The plot of the anime adaptation from 2003 deviates significantly from the manga. The story shifts from an action-adventure with political intrigues to one with complex concepts regarding alternate realities and a heavy emphasis on death. Whether the ending of the 2003 TV series or the one the mangaka had in mind was more satisfactory is still a point of contention among fans.
7. Death Note
It is necessary to rewind to the end of the first half of Death Note in order to comprehend the magnitude of the issues it raises in the conclusion.
Now that L is no more, his contentious “proteges,” Near and Mellow, have taken charge. Many spectators saw them as pale imitations of the real No. 1 Detective.
A lot of their acts were more “Deus ex machina” focused than the series had been up to that point because they were two half of the much superior character L. The plot twist is a ridiculously complex plan to replicate a Death Note from scratch in a single night. You have your moments of brilliance, and then there are those of pure silliness.
8. Soul Eater
There was a dedicated following for Soul Eater, despite the fact that it was one of the more out-there shounen options of the 2000s.
Mainly because of its unapologetic tone and excessive activity based only on the Rule of Cool. Despite this sentiment, many viewers were frustrated with the abrupt conclusion of the anime.

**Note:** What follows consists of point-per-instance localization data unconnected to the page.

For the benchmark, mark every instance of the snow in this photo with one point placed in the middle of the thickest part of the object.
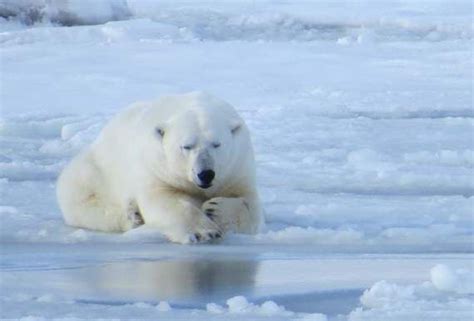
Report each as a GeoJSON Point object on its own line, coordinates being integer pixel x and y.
{"type": "Point", "coordinates": [434, 299]}
{"type": "Point", "coordinates": [361, 116]}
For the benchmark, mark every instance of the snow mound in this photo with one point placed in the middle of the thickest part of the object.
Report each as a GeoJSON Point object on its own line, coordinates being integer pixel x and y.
{"type": "Point", "coordinates": [65, 12]}
{"type": "Point", "coordinates": [458, 281]}
{"type": "Point", "coordinates": [444, 297]}
{"type": "Point", "coordinates": [240, 305]}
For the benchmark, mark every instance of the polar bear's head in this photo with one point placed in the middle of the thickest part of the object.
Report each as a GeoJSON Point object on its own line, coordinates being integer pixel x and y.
{"type": "Point", "coordinates": [199, 141]}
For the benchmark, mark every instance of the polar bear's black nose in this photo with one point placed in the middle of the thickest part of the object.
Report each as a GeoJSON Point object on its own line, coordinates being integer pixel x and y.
{"type": "Point", "coordinates": [206, 176]}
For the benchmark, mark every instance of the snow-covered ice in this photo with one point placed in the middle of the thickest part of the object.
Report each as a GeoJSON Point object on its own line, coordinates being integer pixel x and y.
{"type": "Point", "coordinates": [362, 119]}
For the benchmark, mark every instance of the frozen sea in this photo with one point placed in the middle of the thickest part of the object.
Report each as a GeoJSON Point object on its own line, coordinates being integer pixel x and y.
{"type": "Point", "coordinates": [361, 115]}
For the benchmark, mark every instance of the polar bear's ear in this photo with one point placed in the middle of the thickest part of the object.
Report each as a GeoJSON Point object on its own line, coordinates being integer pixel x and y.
{"type": "Point", "coordinates": [160, 132]}
{"type": "Point", "coordinates": [235, 127]}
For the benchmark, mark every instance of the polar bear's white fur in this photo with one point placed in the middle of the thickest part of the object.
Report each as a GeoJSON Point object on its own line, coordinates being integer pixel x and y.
{"type": "Point", "coordinates": [152, 164]}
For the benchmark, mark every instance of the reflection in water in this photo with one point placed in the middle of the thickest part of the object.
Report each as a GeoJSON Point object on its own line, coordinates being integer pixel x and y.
{"type": "Point", "coordinates": [174, 280]}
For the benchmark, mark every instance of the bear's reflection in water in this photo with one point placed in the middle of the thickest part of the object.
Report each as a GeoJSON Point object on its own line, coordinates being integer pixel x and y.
{"type": "Point", "coordinates": [174, 280]}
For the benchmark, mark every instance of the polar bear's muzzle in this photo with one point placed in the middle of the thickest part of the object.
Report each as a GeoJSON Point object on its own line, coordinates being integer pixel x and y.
{"type": "Point", "coordinates": [205, 178]}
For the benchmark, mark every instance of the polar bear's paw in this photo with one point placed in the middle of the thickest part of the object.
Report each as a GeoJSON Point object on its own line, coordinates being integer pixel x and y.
{"type": "Point", "coordinates": [225, 211]}
{"type": "Point", "coordinates": [205, 230]}
{"type": "Point", "coordinates": [202, 231]}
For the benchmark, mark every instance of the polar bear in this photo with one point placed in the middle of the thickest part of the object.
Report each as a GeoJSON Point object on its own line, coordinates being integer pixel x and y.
{"type": "Point", "coordinates": [182, 164]}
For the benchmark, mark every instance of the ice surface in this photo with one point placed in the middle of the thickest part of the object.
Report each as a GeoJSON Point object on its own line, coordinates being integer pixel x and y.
{"type": "Point", "coordinates": [361, 116]}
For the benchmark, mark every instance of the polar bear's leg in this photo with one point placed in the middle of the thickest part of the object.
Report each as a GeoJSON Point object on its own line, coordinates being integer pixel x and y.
{"type": "Point", "coordinates": [83, 202]}
{"type": "Point", "coordinates": [238, 214]}
{"type": "Point", "coordinates": [178, 216]}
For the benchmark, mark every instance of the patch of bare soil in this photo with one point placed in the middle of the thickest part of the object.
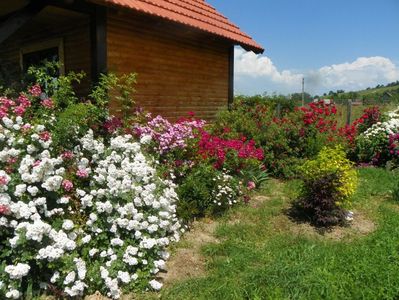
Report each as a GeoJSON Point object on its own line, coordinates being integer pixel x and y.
{"type": "Point", "coordinates": [360, 226]}
{"type": "Point", "coordinates": [187, 261]}
{"type": "Point", "coordinates": [257, 201]}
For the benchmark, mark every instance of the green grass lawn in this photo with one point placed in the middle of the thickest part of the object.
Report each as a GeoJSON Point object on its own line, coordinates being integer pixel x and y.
{"type": "Point", "coordinates": [265, 255]}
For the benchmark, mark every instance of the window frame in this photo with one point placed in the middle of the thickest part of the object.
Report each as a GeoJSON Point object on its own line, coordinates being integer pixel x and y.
{"type": "Point", "coordinates": [39, 46]}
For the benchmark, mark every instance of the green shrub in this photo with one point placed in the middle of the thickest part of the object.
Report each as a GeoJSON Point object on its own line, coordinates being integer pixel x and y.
{"type": "Point", "coordinates": [206, 191]}
{"type": "Point", "coordinates": [329, 181]}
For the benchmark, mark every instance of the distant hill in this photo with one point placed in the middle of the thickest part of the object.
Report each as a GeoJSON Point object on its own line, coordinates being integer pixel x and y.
{"type": "Point", "coordinates": [380, 93]}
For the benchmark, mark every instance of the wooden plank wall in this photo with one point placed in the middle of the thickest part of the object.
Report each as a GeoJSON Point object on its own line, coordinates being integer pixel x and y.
{"type": "Point", "coordinates": [179, 69]}
{"type": "Point", "coordinates": [53, 23]}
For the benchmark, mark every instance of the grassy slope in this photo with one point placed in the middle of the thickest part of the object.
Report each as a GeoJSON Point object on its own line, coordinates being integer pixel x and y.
{"type": "Point", "coordinates": [264, 257]}
{"type": "Point", "coordinates": [378, 90]}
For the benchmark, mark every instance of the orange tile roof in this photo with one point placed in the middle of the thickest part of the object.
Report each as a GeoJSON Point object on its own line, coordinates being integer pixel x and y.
{"type": "Point", "coordinates": [194, 13]}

A “punch of camaraderie” appears out of nowhere to terminate the ultimate battle after episodes of buildup and anticipation. It’s every complaint about the contentious trope turned up to 11 in true Soul Eater style. Although the fight was entertaining, it did not end the way many viewers had hoped. A remake of Soul Eater is still desired by some fans, however, at this point in time, it seems quite improbable.
9. Tokyo Ghoul
Problems arose early and often throughout the making of the Tokyo Ghoul anime. Tokyo Ghoul: Re and Tokyo Ghoul: Route A followed the extremely controversial first season.
Both adaptations took place before the conclusion of the original works, and as can be predicted, they both ended poorly.
The majority of those complaints focus on Route A. The story was obviously based on early versions of Sui Ishida’s work. It’s expected of the audience to understand the alternative ending with next to no context, despite the fact that several character motivations have been completely removed.
10. Kuma Miko
If not for the great mood whiplash of a finale, Kuma Miko would be a little-known slice-of-life manga with decent comedy.
Having seen 11 episodes of this show about a girl who conquers her social anxiety, I can safely say that it is primarily filler with minimal character development. Near the end, the main character, Machi, performs to a roaring ovation from the crowd.
The anime then switches to Machi’s point of view, where she is convinced that the audience is jeering and throwing rocks at her. Ultimately, her careless family confirms her worst fears, and the series closes with her giving up hope of ever being free of her anxieties. Certainly not what one would expect from a show based on a “slice of life” format.